Summary of the result of the petrophysical analysis from the studied wells for both Reservoir (a) P 0.5 and (b) P 1.

Figure 9 (a & b) depicts a summary graphic of the average values of the results. The H-field has often been demonstrated to have very good to good reservoir quality. Furthermore, the effective porosities are excellent and the hydrocarbon saturation is high. As a result, the field has a significant chance of producing hydrocarbons. When compared to the reservoirs, the sand facies are less laterally extensive and more irregular, resulting in a larger NTG range and more unpredictability water saturation.

The results presented in Figure 10 show that four gas-bearing units and six oil-bearing units are present in reservoirs P 0.5 and P 1. The dominant reservoir fluid type is oil. Figure. 11 shows the 3D static model for wells A5X and B1. Well A5X has both Gas-Oil-Contact (GOC) at 3384ft and Oil-Water-Contact (OWC) at 3453ft. Figure 11 depicts Well B1‘s only Gas Water Contact (GWC) at 3590 ft. Static reservoir simulation is used to generate the lateral and longitudinal dispersion of the inferred hydrocarbons, which is shown in Figure. 11. The calculated stock tank oil initially in place (STOOIP) and gas initially in place is shown in Table 1 for wells A5X and B1. Figure 12 shows viable prospects in the H-field for exploration.

Figure 10:

Summary of the result of the net pay thickness for oil and gas in reservoirs P 0.5 and P 1.

Figure 11:

Oil-gas-water contact in reservoirs P 0.5 and P 1.

Figure 12:

Viable prospects in the H-field for exploration.

Estimates of mean; porosity, NTG, water saturation, and hydrocarbon volume in the two examined H-Field reservoir intervals.

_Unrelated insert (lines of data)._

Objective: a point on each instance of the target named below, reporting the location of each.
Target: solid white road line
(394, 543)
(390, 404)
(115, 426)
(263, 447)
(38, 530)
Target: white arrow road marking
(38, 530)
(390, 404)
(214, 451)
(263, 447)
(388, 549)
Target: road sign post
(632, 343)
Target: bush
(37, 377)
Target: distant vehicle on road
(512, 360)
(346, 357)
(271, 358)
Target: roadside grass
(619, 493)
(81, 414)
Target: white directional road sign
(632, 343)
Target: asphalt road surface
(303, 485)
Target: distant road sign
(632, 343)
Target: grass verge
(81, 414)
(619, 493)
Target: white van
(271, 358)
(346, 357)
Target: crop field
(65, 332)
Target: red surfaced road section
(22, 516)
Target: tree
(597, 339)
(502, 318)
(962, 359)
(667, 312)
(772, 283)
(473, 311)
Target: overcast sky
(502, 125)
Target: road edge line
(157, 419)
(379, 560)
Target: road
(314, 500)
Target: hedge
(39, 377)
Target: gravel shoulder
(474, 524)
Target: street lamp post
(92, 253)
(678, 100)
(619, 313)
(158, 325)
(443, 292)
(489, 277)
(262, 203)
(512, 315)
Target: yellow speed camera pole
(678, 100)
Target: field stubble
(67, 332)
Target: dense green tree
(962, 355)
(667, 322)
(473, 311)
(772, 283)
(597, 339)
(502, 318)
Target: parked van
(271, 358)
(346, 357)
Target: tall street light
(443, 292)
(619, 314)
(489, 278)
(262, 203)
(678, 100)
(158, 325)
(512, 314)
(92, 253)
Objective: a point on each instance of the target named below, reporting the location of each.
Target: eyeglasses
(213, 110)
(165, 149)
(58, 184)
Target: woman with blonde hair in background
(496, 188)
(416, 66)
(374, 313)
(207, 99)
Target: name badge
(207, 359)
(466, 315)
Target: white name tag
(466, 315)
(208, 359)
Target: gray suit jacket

Reservoir Interval Average Porosity (%) Average NTG (%) Average Water Saturation (%) Average Pay Thickness (Gas) Average Pay Thickness (Oil) GIIP (BSCF) STOIIP (MMSTB)
P 0.5 24.3   74.5 64 41.75 54.16 23.83 11.5
P 1 24.1 76  73 33.5   37.5     0.64     1.13
Conclusion

This study used sequence stratigraphy and petrophysical approaches to predict prospective petroleum plays and prospects for the H-field in the Niger Delta Basin. The current 3D static reservoir simulation provides a better knowledge of the reservoir facies, structural type, and petrophysical parameters‘ field-wide dispersion. Because of their distinct petrophysical and sequence stratigraphic features, two large clastic reservoir sand sections were regarded as attractive hydrocarbon possibilities. Seismic interpretation and 3D structural modeling are used to evaluate NW-SE trending normal faults that affect hydrocarbon trapping in the research area. According to facies modeling, the sand-dominated reservoir facies has substantial lateral continuity. The porosity range is 22–28 percent, according to the 3D reservoir petrophysical simulation. Utilizing rock properties fluid variety data and volumetric assessment of in-place hydrocarbons, it was found that oil, gas, and water are available in the reservoirs in various proportions so the amounts are sufficient to support effective exploration and mining activities to a certain degree. The subsurface geological model given in this paper is essential for future reservoir development efforts. It could aid in the identification of future well locations. The reservoir models will be more detailed and fine-tuned depending on the prospective well data set in the future.